How will you pick your major? Will you pick the one most likely to make you rich? Will the pick the one most likely to make you laugh and dance all the way to work?
You can pursue one of the highest paying careers, but will you succeed at it? Perhaps not if it doesn't fit your personality. If pursuit of money was the only factor, everyone would be an obstetrician.
You can pursue a major that fits your style but leads to a job that statistically pays poorly. You could be awesome. Early childhood education, for example, is near the bottom of the list but experts in the field sell books, fill auditoriums and work every day with joy. They can make money, too.
What the Experts Say
According to The Career Key, a major that fits your personality will bring you greater success. You'll be more likely to earn higher grades, stick with your major, graduate on time and be satisfied with your career.
Trying to force your square peg into a round hole may only lead to dissatisfaction and dropping out. You'll also find yourself surrounded by people you don't get along with. They'll seem foreign to you because they're in the right place and you're not.
People of similar minds tend to gravitate toward similar pursuits. Analytical types finds themselves studying math together and working in labs. Dreamers find themselves in the same art studios and design careers.
In 1997, John L Holland published Making Vocational Choices. He studied the relationship between personality styles and careers. He divided people into six main types:
Realistic – They like to work with things they can see and touch. They excel with tools, machines, animals and plants. Careers that fit them best are nursing, teaching, building and agriculture.
Investigative – They enjoy mathematics and scientific challenges. They prefer not to influence, persuade or lead people. The best jobs for them involve research, analysis and intellectual pursuits.
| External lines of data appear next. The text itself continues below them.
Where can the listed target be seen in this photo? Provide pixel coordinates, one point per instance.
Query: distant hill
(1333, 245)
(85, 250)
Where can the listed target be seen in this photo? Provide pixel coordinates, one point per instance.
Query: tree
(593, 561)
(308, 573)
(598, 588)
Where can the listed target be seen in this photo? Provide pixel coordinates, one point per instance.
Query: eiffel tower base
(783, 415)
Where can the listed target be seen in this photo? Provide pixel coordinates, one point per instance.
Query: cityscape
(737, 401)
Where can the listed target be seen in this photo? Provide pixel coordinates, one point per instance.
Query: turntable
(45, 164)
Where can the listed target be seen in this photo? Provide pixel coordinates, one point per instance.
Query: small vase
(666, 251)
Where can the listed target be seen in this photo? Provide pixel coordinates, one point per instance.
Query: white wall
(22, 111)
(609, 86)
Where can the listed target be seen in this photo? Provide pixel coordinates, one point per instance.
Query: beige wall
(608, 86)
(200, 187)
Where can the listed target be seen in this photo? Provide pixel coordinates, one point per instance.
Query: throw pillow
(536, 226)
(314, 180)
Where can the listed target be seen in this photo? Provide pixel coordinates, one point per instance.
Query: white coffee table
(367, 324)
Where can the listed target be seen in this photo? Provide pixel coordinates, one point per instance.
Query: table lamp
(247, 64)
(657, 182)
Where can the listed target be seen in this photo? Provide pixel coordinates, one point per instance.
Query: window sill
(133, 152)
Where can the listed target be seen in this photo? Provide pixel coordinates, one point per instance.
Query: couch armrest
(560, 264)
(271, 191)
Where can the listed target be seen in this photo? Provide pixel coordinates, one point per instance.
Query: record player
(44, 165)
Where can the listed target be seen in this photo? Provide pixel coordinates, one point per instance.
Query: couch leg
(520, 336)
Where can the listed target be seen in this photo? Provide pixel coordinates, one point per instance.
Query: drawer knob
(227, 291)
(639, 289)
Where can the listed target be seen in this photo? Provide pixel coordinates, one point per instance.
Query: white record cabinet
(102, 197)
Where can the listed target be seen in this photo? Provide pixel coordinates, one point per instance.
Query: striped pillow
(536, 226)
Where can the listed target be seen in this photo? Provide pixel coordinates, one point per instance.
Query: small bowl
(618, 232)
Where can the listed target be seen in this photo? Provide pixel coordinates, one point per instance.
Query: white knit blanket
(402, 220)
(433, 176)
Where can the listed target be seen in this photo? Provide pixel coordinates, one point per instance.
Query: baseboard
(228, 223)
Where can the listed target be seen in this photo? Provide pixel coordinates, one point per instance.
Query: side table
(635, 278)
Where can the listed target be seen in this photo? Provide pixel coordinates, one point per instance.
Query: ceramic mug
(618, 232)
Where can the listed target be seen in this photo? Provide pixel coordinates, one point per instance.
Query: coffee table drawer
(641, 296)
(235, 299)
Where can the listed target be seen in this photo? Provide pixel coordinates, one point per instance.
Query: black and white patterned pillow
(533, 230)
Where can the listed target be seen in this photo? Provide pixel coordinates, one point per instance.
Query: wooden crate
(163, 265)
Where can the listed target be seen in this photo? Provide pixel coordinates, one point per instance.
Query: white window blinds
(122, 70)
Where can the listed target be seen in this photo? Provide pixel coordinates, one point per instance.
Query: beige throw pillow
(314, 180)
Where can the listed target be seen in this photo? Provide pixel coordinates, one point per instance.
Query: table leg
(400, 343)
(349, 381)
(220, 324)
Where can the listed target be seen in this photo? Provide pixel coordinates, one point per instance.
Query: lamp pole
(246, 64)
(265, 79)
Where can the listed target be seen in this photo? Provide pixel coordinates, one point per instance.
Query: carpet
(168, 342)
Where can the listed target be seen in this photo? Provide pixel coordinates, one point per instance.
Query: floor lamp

Artistic – They excel at dance, music, creative writing, drama and other crafts. Highly structured and repetitive activities turn them off. They view themselves as original and independent.
Social – They like to help people but do not like working with tools or machines. Good jobs for them are counseling, teaching and nursing. They like to solve social and community problems.
Enterprising - These people are energetic, ambitious and gregarious. They see opportunity and seek to change their environment. They make good managers, salespeople and leaders.
Conventional – They like structured and orderly tasks. They work well with numbers, machines, statistics and records. They make plans and follow through.
One individual is not simply one personality type. Everyone is a mix of styles with perhaps one dominant trait. A Realistic person will likely be part Conventional and Investigative.
Yet it's not unusually for a person to have conflicting types within them. A Social type may have a contrasting Realistic side.
What is My Personality, Anyway?
Versions of Holland-style personality tests can be found across the web, including this free version. To learn more about your personality and strengths you can also try our Majors Matcher test, or Career Match which is based on Holland's research.
After gaining some insight into your personality, start making lists.
In the first list, write careers that fit your personality. Use information from the resources you've used, or your own intuition. Then list the best paying careers according to sources you trust and your own experience. Now see what appears on both lists.
Keep in mind that at this stage in life there's no possible way you could know all the careers out there. Right now you've only been exposed to the careers of those around you. In today's technological age the possibilities for making a living are almost endless.
While having a lot of options is good, it makes it even more important to get to know yourself well. Once you know your passions, interests and skills, you'll be well-equipped to discovering a way to make money.
You can be rich and unhappy. You can be respected, have a great title, have a prestigious curriculum vitae and still be miserable. You can pursue a lofty career and fail because you hate it.
Or you can put your feet on a road that suits you and excel. Knowing yourself is the beginning.